Sentencia del ‘caso Filesa’: El Tribunal Supremo acredita que hubo financiación ilegal del PSOE condenando a Sala y a Navarro

HECHOS

El 28.10.1997 se hizo pública la sentencia del ‘caso Filesa’ por parte de la Sala Segunda del Tribunal Supremo formada por los jueces D. José Augusto de Vega (presidente y ponente), D. Ramón Montero y D. Luis Román Puerta.

La sentencia del Supremo acredita que se crearon sociedades como Filesa o Time Export con el objetivo de recaudar para el PSOE por encima de los límites de la ley las donaciones de empresas y bancos, entre ellas las campañas electorales del año 1989 (Europeas y Generales).

La captación de dinero ilegal se produjo con D. Felipe González como Secretario General, aunque en aquel momento su dedicación a labores del partido era escasa por compatibilizar el cargo con el de presidente del Gobierno. Más responsabilidad política directa correspondería, por tanto, a quienes controlaban el partido, el llamado ‘aparato guerrista’ que encabezaban D. Alfonso Guerra como Vicesecretario, D. José María Benegas ‘Txiki’ como Secretario de Organización y, principalmente, D. Guillermo Galeote, que era el Secretario de Finanzas en el momento en el que se produjo la captación de dinero y que dimitió de todos sus cargos en abril de 1993 y se retiró de la vida pública ante el escándalo.

Durante la instrucción, no obstante, quedaron al margen de cualquier tipo de responsabilidad penal, quedando esta circunscrita a sus subordinados y a los gestores de las sociedades captadoras del dinero.

PROTAGONISTAS DEL JUICIO

EL JUEZ:

ramon_montero_augusto_vega El juez progresista D. José Augusto de la Vega presidió aquel juicio y fue ponente de la sentencia. A su derecha se sitúa el juez D. Ramón Montero, también progresista que falleció poco después de aquel juicio. El tercer juez fue el conservador D. Luis Román Puerta.

ACUSADOS Y SENTENCIAS:

filesa_carlos_navarro  D. Carlos Navarro (diputado PSOE) – Condenado a 11 años de cárcel por Delito fiscal, asociación ilícita y falsedad documental.
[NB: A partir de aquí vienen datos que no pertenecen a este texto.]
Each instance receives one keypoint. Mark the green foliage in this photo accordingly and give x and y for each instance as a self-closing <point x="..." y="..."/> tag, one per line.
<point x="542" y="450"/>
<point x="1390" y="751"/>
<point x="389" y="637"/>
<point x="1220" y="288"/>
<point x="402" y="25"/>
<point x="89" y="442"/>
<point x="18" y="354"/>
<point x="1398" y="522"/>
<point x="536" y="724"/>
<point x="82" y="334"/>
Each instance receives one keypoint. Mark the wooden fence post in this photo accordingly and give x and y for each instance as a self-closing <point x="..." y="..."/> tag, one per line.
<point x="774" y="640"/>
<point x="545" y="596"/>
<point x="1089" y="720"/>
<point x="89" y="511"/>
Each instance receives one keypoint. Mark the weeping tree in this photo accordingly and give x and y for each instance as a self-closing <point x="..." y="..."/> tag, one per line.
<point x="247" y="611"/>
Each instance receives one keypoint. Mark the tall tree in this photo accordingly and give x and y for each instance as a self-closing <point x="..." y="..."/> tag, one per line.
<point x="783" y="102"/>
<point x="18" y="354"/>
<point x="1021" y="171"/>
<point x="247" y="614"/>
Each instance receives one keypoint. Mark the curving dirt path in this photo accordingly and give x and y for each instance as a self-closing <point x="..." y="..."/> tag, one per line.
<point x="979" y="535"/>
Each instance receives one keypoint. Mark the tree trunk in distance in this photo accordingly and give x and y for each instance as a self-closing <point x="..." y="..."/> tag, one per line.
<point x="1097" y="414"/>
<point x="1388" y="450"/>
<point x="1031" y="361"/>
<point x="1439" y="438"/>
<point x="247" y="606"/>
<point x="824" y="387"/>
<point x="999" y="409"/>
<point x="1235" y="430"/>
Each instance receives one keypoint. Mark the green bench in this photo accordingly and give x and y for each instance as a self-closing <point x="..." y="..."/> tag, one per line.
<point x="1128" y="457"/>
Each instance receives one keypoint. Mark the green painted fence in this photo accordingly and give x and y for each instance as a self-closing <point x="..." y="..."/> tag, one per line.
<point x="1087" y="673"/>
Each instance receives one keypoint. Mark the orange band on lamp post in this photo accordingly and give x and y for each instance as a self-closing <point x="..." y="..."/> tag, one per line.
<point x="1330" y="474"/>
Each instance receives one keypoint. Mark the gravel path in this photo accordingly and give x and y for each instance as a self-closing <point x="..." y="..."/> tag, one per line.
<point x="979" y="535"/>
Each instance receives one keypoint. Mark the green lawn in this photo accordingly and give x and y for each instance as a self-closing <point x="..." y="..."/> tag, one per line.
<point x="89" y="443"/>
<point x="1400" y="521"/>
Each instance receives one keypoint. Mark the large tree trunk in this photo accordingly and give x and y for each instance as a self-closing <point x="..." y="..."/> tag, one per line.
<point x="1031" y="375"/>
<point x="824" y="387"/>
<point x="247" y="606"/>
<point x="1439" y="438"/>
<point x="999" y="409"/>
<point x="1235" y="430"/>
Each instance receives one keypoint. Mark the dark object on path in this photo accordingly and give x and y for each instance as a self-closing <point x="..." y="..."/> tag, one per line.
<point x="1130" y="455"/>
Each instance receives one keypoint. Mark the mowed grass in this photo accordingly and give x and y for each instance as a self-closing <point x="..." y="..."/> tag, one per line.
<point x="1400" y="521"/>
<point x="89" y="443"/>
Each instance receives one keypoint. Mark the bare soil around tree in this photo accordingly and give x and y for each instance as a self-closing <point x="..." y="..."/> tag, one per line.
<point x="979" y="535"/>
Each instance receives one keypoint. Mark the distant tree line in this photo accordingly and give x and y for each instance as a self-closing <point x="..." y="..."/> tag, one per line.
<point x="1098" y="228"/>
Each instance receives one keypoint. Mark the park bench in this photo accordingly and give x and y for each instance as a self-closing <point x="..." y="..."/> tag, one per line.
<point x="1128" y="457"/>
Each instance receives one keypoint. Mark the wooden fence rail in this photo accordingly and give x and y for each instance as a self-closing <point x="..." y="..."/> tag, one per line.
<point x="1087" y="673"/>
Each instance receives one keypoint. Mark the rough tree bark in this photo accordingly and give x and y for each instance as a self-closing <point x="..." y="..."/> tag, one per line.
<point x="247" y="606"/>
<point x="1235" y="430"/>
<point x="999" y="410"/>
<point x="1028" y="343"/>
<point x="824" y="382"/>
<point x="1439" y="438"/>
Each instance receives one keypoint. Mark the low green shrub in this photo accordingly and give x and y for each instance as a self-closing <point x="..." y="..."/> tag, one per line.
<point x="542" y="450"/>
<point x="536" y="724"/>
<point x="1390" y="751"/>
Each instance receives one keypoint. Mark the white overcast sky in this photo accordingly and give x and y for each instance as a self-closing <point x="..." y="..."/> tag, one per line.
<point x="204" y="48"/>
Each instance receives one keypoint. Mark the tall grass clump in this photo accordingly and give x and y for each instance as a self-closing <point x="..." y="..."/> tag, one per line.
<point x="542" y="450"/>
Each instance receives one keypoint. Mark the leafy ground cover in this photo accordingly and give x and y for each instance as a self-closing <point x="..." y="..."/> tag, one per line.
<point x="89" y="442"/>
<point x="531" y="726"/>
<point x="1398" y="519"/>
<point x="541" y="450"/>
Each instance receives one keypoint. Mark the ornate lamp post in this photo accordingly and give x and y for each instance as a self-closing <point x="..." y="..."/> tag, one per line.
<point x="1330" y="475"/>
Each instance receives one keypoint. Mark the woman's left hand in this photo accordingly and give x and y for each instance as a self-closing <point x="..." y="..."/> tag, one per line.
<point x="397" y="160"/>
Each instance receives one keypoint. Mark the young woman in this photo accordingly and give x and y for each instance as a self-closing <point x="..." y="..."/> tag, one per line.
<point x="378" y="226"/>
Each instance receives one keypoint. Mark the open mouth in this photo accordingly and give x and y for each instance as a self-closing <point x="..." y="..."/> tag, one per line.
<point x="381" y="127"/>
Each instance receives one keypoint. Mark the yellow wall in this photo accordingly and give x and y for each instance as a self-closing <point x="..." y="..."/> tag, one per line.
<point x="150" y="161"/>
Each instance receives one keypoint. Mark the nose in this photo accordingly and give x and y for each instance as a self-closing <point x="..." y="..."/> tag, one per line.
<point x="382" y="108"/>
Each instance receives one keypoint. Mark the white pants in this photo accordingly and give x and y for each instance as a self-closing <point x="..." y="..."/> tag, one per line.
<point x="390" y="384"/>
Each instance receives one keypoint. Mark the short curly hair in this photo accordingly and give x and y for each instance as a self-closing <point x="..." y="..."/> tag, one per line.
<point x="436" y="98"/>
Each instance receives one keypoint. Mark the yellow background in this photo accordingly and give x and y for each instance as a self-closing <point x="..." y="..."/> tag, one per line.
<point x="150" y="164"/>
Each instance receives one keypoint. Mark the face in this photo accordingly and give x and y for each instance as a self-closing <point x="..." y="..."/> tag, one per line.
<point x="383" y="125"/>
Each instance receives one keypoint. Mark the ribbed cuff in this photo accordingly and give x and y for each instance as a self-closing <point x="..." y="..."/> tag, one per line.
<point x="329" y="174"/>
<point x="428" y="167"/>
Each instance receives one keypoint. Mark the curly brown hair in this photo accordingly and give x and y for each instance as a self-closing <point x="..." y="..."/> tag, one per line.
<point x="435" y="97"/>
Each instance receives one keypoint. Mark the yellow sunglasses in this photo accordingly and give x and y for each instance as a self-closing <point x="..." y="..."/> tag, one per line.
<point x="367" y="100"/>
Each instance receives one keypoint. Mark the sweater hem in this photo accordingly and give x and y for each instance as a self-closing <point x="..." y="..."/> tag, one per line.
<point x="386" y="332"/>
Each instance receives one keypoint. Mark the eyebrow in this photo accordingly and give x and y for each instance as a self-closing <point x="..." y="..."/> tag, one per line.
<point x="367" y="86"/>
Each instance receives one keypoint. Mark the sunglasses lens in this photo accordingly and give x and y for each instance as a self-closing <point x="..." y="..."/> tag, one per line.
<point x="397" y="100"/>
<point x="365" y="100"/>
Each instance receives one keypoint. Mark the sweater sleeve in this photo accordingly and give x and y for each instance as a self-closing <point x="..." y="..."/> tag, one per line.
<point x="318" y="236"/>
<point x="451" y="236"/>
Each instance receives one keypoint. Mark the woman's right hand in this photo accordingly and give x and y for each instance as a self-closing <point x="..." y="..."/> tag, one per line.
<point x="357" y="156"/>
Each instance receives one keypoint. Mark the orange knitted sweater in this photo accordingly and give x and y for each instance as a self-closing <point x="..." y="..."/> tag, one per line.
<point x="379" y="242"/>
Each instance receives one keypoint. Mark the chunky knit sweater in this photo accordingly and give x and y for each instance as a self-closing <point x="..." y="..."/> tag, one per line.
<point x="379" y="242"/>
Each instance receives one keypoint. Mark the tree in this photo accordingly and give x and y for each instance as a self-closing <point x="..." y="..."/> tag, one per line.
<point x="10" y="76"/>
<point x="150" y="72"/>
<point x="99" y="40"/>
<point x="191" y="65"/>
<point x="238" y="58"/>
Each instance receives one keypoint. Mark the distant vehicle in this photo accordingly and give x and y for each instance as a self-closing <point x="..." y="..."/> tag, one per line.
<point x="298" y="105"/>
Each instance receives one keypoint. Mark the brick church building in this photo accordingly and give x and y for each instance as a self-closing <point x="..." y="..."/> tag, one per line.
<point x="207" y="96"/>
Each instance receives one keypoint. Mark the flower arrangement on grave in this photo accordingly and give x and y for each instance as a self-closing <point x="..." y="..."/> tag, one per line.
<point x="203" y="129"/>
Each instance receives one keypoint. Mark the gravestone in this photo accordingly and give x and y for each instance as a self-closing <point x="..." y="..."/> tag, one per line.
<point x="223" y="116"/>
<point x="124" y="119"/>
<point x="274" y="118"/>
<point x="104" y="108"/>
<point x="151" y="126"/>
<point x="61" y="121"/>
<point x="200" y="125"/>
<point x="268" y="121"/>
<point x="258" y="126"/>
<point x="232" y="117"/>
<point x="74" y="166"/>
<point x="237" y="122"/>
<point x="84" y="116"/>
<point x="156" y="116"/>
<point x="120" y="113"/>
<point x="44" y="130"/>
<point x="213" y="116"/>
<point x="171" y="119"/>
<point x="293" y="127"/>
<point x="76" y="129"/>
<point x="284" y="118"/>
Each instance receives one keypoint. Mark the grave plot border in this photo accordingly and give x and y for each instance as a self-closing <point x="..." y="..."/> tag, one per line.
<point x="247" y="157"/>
filesa_jose_maria_sala D. Josep María Sala (Senador del PSC-PSOE) condenado a 3 años de cárcel

filesa_flores D. Alberto Flores (Gestor de Filesa)- Condenado a 10 años de cárcel

filesa_luis_olivero D. Luis Olivero (Gestor de Filesa) – Condenado a 10 años de cárcel

filesa_molledo_aida Dña. Aída Álvarez (Coordinadora de Finanas del PSOE) y su marido D. M. Molledo – Condenados a 2 años y 4 meses de cárcel cada uno.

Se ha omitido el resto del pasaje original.